In contrast, the r-process, or rapid neutron capture, requires the cataclysmic environments of supernovae or neutron star mergers, where neutron fluxes are immensely high. The August 2017 detection of GW170817, a neutron star merger observed through gravitational waves and electromagnetic signals, provided definitive evidence of r-process nucleosynthesis. Observations captured the synthesis of heavy elements, such as gold and platinum, in the aftermath, confirming the role of such extreme events in creating the universe's heaviest constituents.
Getting to Earth
When a massive star explodes as a supernova, it scatters its enriched contents into the interstellar medium. This debris, a mixture of elements forged over a star's lifetime, drifts through space, seeding the galaxy with heavy elements. Over tens or hundreds of millions of years, some of this material becomes part of a molecular cloud, the precursor to new stellar systems. Our solar system emerged from such a cloud about 4.54 billion years ago, incorporating the remnants of previous generations of stars into its makeup.

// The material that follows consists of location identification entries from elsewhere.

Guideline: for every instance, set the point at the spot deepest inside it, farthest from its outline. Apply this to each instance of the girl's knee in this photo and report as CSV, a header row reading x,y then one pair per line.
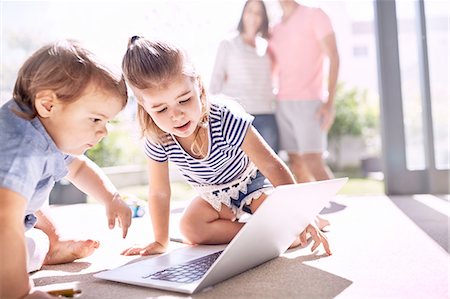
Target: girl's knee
x,y
191,229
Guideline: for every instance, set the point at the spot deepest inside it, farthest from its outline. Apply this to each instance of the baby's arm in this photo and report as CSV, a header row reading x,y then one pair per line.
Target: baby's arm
x,y
89,178
265,159
14,282
159,206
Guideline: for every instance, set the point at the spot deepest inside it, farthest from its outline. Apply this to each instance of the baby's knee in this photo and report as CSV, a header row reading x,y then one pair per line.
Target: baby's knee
x,y
38,245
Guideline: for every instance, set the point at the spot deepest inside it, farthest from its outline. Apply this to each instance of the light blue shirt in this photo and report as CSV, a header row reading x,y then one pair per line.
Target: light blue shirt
x,y
30,162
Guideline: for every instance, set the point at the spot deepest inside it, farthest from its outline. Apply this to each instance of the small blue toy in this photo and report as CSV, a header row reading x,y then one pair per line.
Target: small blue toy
x,y
136,205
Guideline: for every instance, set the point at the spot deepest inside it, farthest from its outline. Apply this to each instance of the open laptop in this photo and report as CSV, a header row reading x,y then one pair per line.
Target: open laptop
x,y
268,233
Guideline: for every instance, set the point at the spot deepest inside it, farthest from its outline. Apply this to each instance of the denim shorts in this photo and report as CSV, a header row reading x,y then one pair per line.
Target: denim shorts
x,y
254,190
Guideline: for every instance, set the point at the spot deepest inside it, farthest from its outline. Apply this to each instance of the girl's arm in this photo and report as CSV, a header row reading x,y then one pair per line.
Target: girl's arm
x,y
265,159
219,73
90,179
159,207
14,282
159,199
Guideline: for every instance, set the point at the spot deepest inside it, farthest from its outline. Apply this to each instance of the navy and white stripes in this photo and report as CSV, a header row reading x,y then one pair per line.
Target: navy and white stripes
x,y
225,161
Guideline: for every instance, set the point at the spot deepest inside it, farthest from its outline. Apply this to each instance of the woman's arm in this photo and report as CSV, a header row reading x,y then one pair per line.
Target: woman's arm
x,y
265,159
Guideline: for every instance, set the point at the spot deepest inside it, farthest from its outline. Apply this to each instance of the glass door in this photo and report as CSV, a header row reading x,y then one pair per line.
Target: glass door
x,y
412,38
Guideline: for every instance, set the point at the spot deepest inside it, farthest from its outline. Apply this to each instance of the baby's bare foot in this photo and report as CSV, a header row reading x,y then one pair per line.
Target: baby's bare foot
x,y
296,243
67,251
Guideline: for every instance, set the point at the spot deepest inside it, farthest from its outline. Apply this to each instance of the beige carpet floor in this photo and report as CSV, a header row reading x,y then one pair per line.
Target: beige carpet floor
x,y
382,248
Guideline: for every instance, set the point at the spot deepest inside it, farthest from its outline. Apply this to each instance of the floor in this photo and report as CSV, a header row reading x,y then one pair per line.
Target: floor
x,y
383,247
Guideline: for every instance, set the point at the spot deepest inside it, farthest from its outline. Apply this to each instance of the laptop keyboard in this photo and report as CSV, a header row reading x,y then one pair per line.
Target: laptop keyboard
x,y
186,272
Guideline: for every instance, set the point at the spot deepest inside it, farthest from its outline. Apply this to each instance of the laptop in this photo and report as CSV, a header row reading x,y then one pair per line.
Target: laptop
x,y
267,234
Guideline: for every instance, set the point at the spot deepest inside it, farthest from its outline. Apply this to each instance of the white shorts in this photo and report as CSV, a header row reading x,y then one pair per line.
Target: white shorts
x,y
299,128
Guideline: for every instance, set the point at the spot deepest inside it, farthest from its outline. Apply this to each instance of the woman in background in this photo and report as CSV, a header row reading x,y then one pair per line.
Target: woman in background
x,y
243,70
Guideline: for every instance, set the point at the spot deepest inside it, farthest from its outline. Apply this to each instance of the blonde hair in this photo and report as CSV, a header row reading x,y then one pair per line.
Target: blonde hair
x,y
153,65
66,68
263,30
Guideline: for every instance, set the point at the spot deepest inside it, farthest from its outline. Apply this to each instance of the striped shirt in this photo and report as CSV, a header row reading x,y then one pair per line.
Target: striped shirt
x,y
244,72
225,160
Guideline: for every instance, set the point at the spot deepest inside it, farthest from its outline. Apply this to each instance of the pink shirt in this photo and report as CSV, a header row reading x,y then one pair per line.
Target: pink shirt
x,y
297,53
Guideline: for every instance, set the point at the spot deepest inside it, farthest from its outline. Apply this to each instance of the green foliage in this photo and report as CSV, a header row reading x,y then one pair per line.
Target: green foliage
x,y
354,115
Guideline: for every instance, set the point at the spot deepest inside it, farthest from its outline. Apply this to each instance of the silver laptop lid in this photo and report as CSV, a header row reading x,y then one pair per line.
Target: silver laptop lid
x,y
271,230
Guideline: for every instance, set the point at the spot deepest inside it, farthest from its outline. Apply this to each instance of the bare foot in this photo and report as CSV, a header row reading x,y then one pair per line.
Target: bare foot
x,y
67,251
296,243
322,222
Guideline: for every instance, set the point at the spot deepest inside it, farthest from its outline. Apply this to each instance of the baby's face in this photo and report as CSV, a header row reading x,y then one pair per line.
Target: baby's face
x,y
79,125
176,108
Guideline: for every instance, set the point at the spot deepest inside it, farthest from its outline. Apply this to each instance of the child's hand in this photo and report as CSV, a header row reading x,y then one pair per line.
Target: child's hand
x,y
117,208
152,248
317,236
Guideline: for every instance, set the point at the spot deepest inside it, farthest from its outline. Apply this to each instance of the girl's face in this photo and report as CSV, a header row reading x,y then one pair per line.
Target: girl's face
x,y
252,17
177,108
79,125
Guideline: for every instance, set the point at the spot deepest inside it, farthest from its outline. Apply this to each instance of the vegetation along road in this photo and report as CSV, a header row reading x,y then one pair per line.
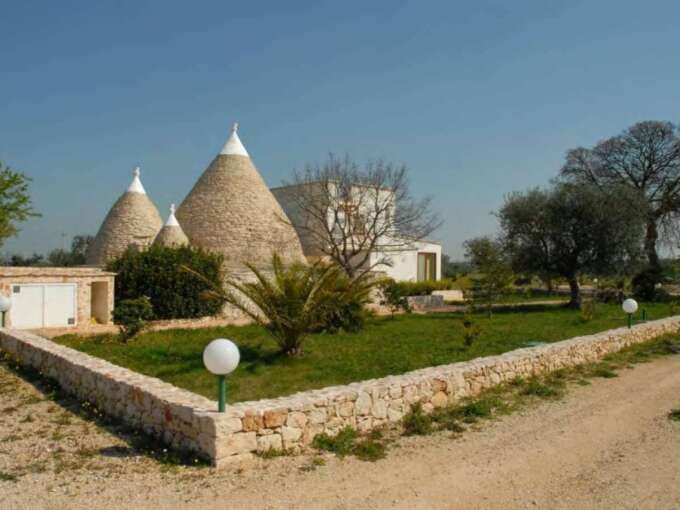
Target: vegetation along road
x,y
610,442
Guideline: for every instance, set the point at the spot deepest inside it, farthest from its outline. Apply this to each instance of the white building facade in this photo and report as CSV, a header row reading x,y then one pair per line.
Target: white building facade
x,y
398,259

The Sun itself is a third-generation star, born from the ashes of earlier stars that lived and died, enriching the galaxy with the fruits of their nuclear labor. The heavy elements present in our solar system have passed through at least one, if not several, cycles of stellar life and death, each cycle adding to the cosmic inventory available for planet formation.

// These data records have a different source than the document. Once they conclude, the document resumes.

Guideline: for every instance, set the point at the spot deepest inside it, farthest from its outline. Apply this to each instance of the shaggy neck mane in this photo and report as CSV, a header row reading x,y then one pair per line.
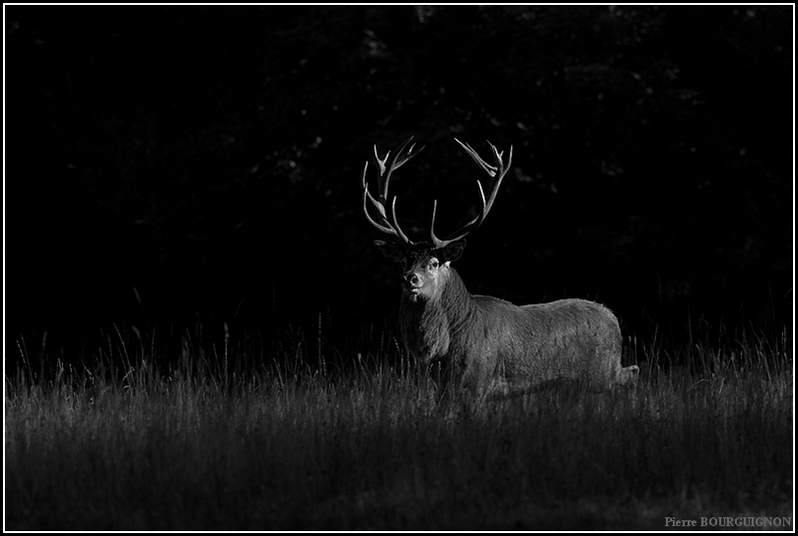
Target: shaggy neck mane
x,y
429,326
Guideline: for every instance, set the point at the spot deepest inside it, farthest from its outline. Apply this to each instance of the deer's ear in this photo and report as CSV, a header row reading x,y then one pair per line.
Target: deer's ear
x,y
451,252
391,251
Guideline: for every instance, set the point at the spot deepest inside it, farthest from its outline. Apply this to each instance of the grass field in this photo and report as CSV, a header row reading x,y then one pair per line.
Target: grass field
x,y
197,435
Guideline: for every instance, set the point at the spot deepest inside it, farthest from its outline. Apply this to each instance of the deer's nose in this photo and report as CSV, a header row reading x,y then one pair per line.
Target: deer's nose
x,y
412,278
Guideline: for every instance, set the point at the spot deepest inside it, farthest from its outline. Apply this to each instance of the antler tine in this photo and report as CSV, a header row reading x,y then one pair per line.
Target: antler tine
x,y
400,157
499,169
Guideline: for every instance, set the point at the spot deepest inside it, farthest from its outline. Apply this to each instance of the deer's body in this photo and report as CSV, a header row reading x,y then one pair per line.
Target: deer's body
x,y
487,344
484,343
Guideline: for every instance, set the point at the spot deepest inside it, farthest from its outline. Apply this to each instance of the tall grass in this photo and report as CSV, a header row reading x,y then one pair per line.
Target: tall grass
x,y
185,432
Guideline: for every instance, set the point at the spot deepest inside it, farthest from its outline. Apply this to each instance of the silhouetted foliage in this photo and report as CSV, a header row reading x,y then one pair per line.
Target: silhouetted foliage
x,y
209,157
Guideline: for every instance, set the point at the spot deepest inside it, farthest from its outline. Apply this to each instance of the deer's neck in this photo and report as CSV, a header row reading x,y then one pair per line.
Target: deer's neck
x,y
431,326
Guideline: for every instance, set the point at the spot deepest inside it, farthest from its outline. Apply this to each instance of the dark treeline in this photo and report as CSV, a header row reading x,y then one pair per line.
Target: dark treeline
x,y
170,164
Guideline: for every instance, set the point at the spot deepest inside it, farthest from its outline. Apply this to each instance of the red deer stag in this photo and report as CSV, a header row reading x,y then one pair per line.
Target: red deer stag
x,y
485,344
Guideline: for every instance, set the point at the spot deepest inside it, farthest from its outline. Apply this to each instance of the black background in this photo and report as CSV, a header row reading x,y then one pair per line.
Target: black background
x,y
169,165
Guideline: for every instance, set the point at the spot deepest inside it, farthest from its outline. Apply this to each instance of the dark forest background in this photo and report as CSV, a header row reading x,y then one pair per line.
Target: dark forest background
x,y
166,165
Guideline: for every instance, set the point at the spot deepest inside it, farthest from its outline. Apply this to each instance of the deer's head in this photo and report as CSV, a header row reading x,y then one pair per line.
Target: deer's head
x,y
425,264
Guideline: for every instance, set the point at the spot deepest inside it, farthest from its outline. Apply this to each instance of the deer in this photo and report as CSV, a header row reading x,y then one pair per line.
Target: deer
x,y
482,344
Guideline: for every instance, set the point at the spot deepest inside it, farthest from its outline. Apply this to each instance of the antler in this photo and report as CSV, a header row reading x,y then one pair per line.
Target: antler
x,y
500,169
400,157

Consider the personal arithmetic of cosmic history. The 4 grams of iron in your blood, vital for the red coloration of haemoglobin and the transport of oxygen from your lungs to your cells, has a storied lineage. This iron was assembled in the core of a star that met its fiery end somewhere in the Milky Way's disk around nine billion years ago. The supernova explosion dispersed the iron into space, where it drifted for eons before being incorporated into the molecular cloud that gave birth to our solar system. As Earth formed and differentiated, the iron became part of its geochemical and biological cycles, eventually finding its way into you. Though gaps remain in this cosmic narrative, each link in the chain is a testament to the intricate dance of matter that bridges the heavens and life on Earth.
References
- Burbidge, E. M., Burbidge, G. R., Fowler, W. A., & Hoyle, F. (1957). Synthesis of the Elements in Stars. Reviews of Modern Physics, 29(4), 547–650.
- Abbott, B. P., et al. [LIGO/Virgo + electromagnetic follow-up collaborations] (2017). Multi-messenger observations of a binary neutron star merger. ApJL, 848(2), L12.
- Pian, E., et al. (2017). Spectroscopic identification of r-process nucleosynthesis in a double neutron-star merger. Nature, 551, 67–70.
- NASA Cosmicopia overview of stellar nucleosynthesis.